The method according to claim 1, wherein, according to the head position information of the remote user, the speaker playing mode corresponding to the remote user is determined; when the remote user speaks, according to the speaker corresponding to Speaker playback mode for playback includes:

When the speaker is set to the left and right, the image of the remote user is displayed to the left and right, and the horizontal distance from the center of the head of the remote user to the center of the display image is calculated, and the horizontal distance and the display are calculated. The ratio of the total width of the image;

The difference between the volume of the left speaker and the right speaker = 8X* (0.5 - the ratio of the horizontal distance to the total width of the displayed image) dB; and the volume of the left and right speakers is adjusted according to the difference; The above X is the sound coefficient set by the user.

5. A device for implementing video communication, the device comprising:

An obtaining unit, configured to obtain a location information of a remote user after the local user establishes a connection with the remote user;

The playback control unit is configured to determine a speaker playing method corresponding to the remote user according to the head position information of the remote user; and when the remote user speaks, play the sound according to the speaker playing mode corresponding to the speaker.

The device according to claim 5, wherein when the speaker is a flat panel speaker array, the playback control unit comprises:

a location confirmation module, configured to confirm, according to the location information of the remote user, a speaker in the corresponding panel speaker array,

The playing module, when the remote user speaks, starts the speaker corresponding to the speaker to play the sound.

The device according to claim 5, wherein when the speaker is set up and down, the playback control unit comprises:

a height calculation module, configured to display an image of the remote user up and down, and calculate a vertical distance from the center of the remote user's head to the center of the display image, and calculate a ratio of the vertical distance to the total height of the displayed image;

Vertical playback module, used to adjust the volume of the upper and lower speakers according to the volume difference between the upper and lower speakers; the difference between the upper speaker and the lower speaker volume = 8X* (0.5 - the vertical distance and The ratio of the total height of the displayed image) dB; the above X is the sound coefficient set by the user.

The device according to claim 5, wherein when the speaker is set to the left or the right, the sound emission control unit comprises:

a width calculation module for displaying the image of the remote user to the left and right, and calculating the head portion of the remote user Centering to a horizontal distance of the center of the display image, calculating a ratio of the horizontal distance to the total width of the displayed image;

Horizontal playback module, used to adjust the volume of the left and right speakers according to the volume difference between the left and right speakers; the difference between the left speaker and the right speaker volume = 8X* (0.5 - the horizontal distance and the position The ratio of the total width of the displayed image) dB; The above X is the sound coefficient set by the user.

9. A system for implementing video communication, the system comprising: a remote device, a local device, and a multipoint control unit media server;

10. A video communication system, the system comprising: a remote device, a local device, and a multipoint control unit media server;

The remote device is configured to collect video and audio data of the remote user and send the data to the media server.
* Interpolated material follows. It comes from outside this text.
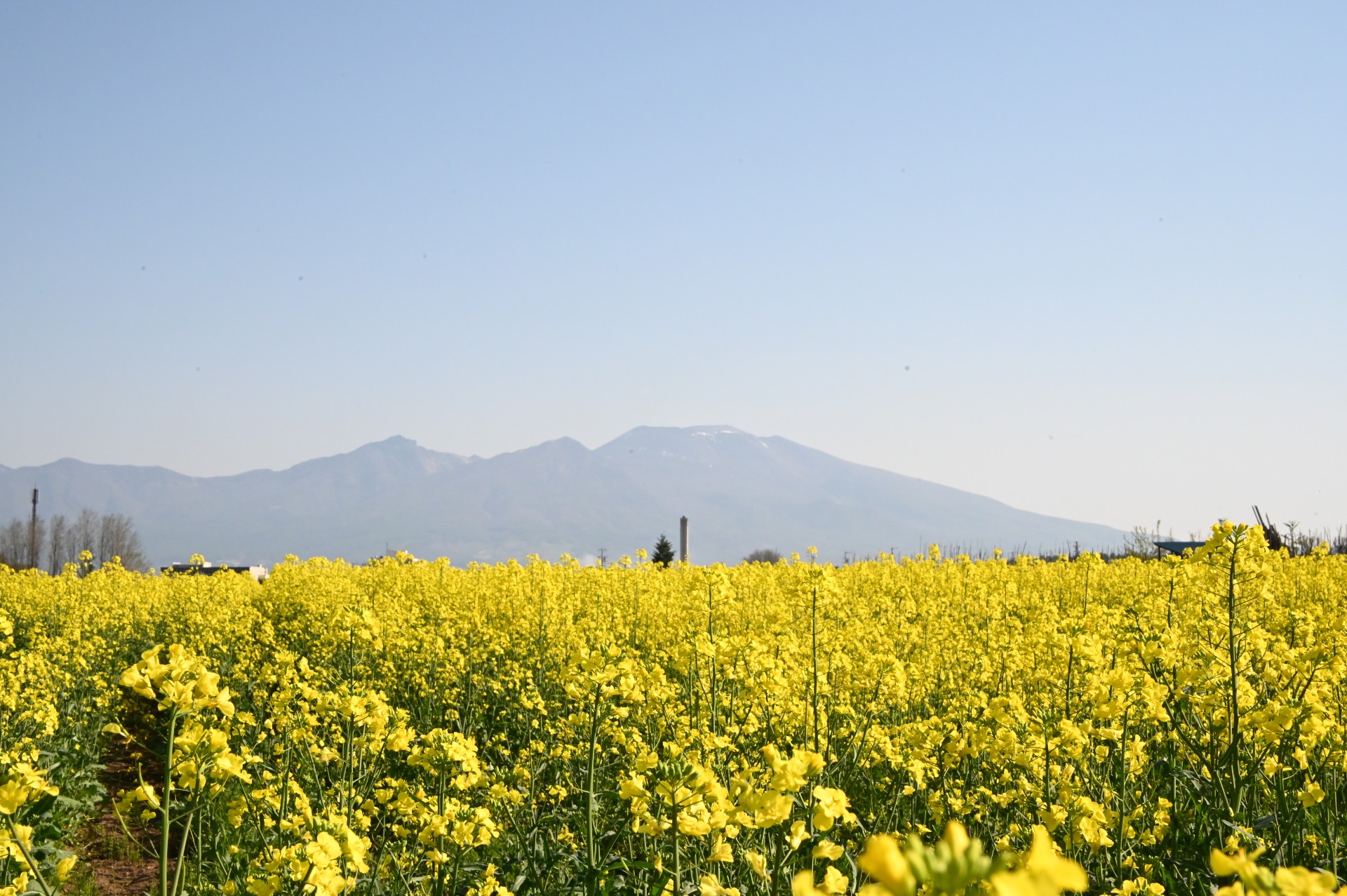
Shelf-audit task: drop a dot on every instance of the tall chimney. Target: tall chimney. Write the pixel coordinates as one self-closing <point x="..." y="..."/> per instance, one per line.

The media server is used to exchange video and audio data between the remote device and the local device, and between the local user and the remote user. After the connection is established, the speaker playback mode corresponding to the remote user is determined according to the acquired location information of the remote user; when the remote user speaks, the playback command is sent to the local device according to the speaker playback mode corresponding to the speaker;

The local device is configured to control the local playback device to play according to the playback command.